Er trat und trat, polterte und stolperte. Wollte vergessen, wie es außerhalb war. Wenn er schon hier gefangen war, dann wollte er wenigstens dem, der ihn gefangen genommen hatte, nicht den Triumph gönnen, ihn aufgeben zu sehen. Wenn es nichts anderes gab als die verdammte Kugel, dann musste er eben darin leben. Seine Bewegungen wurden ungleichmäßiger, sein Atem ging stoßweise. Da, jetzt ging es aufwärts. Er trat stärker, hüpfte, trat, und tatsächlich: die Kugel rollte mit Schwung nach oben, kippelte auf etwas und fiel.

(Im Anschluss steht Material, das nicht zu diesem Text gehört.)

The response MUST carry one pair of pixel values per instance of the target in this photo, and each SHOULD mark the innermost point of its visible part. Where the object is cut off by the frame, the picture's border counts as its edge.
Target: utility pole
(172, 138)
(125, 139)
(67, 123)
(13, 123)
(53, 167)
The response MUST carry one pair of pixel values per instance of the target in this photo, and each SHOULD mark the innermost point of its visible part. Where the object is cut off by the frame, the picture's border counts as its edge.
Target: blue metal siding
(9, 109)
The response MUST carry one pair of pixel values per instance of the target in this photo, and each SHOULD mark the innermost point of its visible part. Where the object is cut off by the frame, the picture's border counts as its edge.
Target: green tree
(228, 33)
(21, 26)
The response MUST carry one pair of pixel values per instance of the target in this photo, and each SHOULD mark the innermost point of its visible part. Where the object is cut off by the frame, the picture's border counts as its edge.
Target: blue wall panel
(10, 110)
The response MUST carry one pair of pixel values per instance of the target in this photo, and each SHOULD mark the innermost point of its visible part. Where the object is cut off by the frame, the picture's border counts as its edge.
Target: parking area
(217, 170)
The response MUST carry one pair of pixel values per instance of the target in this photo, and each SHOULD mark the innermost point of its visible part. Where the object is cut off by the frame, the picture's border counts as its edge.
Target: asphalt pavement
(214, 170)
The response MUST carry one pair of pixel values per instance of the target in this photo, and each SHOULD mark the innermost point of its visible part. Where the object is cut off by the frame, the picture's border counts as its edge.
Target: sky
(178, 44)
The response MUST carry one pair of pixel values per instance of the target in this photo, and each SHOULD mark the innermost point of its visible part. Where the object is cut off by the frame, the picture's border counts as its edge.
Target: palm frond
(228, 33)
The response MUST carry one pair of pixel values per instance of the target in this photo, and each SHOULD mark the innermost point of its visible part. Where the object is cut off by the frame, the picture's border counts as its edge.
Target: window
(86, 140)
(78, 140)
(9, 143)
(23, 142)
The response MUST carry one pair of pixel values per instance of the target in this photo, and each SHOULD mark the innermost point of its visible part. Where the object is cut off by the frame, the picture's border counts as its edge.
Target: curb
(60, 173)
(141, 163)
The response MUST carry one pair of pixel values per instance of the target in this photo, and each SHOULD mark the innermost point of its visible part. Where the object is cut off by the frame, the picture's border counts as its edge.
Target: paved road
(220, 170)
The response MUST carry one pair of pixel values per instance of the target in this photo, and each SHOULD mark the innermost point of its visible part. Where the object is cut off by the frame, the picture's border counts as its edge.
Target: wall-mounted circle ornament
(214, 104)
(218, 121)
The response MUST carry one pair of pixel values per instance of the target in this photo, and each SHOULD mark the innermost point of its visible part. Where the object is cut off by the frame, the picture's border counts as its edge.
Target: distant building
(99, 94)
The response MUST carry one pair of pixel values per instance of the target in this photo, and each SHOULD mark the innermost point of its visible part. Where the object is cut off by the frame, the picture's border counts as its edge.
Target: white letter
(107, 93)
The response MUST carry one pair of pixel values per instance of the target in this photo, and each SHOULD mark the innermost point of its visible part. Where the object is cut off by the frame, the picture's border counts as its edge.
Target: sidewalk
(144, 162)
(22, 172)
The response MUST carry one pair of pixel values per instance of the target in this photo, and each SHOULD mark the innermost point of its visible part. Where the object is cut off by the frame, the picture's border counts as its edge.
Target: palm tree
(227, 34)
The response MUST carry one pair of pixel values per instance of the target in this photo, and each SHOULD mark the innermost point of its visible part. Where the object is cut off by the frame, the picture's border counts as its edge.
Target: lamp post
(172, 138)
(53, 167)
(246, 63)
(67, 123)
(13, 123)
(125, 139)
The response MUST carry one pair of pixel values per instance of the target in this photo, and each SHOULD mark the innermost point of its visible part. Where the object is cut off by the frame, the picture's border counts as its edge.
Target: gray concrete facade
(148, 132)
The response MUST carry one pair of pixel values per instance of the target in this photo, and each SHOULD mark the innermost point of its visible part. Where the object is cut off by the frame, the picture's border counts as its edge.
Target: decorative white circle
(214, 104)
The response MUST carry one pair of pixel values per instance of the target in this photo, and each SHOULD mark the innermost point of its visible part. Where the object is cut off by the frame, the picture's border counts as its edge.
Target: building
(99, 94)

Er schrie auf, als er den Luftzug gemerkte. Ein Aufprall, ein Hopser, die Kugel kullerte hin und her und kam zum Stillstand. Das Gesicht tauchte erneut vor ihm auf. Die Stimme sagte, „komm zu mir. Ich reiche dir die Hand und helfe dir hinaus. Dann gehen wir fort.“
Jetzt hatte er den Eingang entdeckt. Erinnerte sich vage, wie er hindurch gefallen war. Doch es gab keine Klinke. Verschlossen! Von hinten berührte ihn eine Hand. Er erstarrte, zog sich in sich zusammen, unfähig, die Hand zu greifen.
„Komm!“, sagte die Stimme. „Hier ist ein schmales Loch. Wir brechen es gemeinsam auf, und dann kommst du heraus. Du musst dich nur etwas anstrengen.“
Er sah auf das Loch, sah das Gesicht davor und hellen Sonnenschein. „Was wird dann?“, fragte er sich. Er wandte sich ab und hämmerte gegen die Tür. Hämmerte bis die Kugel wieder rollte.